# What would you upgrade first??



## speedworkaddict (Sep 28, 2008)

I am on a 2008 BMC Streetfire with full Dura-Ace 7700. Stock EC70 fork, Stock EA50 seatpost, and Ritchey WCS bar and stem rolling on Mavic Ksyrium Sl's with Attack/Force tire combo. 

This ride is treasured by me although still a bit pudgy... any ideas what to upgrade first?? The dollar issue is not the biggest limiter but a few hundred dollars at a time is the most I can swing. I really like what I read about Alpha Q forks and posts.

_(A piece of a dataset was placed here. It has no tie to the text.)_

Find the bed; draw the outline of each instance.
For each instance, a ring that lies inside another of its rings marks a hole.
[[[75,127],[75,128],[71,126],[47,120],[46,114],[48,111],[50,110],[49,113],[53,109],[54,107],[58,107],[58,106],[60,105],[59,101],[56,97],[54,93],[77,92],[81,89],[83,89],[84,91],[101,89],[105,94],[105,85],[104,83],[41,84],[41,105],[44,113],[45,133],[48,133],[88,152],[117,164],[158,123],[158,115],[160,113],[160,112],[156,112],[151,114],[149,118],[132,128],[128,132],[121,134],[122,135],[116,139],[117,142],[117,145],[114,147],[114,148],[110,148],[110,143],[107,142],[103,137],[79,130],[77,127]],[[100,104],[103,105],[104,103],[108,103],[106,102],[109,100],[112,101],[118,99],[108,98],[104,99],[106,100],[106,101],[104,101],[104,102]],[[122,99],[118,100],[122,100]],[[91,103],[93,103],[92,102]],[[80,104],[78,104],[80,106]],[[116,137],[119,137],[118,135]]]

Any thoughts???


----------



## dphoenix (Nov 11, 2007)

*Wheelset*

Wheelset is the first thing I would upgrade


----------



## speedworkaddict (Sep 28, 2008)

*True about the wheels...*

Jenson has Easton EC90 SLX's for dirt cheap right now but I think I'll just have to order a set of handbuilts from prowheelbuilder or ligero later this spring. If I could spec a 1200 g/pr set for light training/racing I'd be pretty stoked.


----------



## lalahsghost (Aug 27, 2007)

(Sorted in terms of initial price investment)
Tubes, Tires, Chain, Wheels. (If you didn't have a decent cockpit already, I would suggest that...)


----------



## twain (May 18, 2004)

Agree with the wheelset; Easton SLX's are about 1400 grams. That's 1/4 to 1/2 pound off your wheels. And it's "rotational weight".
Tubes also--performance light ones are 70 grams and cheap.
Check http://weightweenies.starbike.com/ for weight comparisons.

Truetemper and Easton make very good forks. But the top of the line Ritchey is absolutely amazing. And a hair under 300 grams.


----------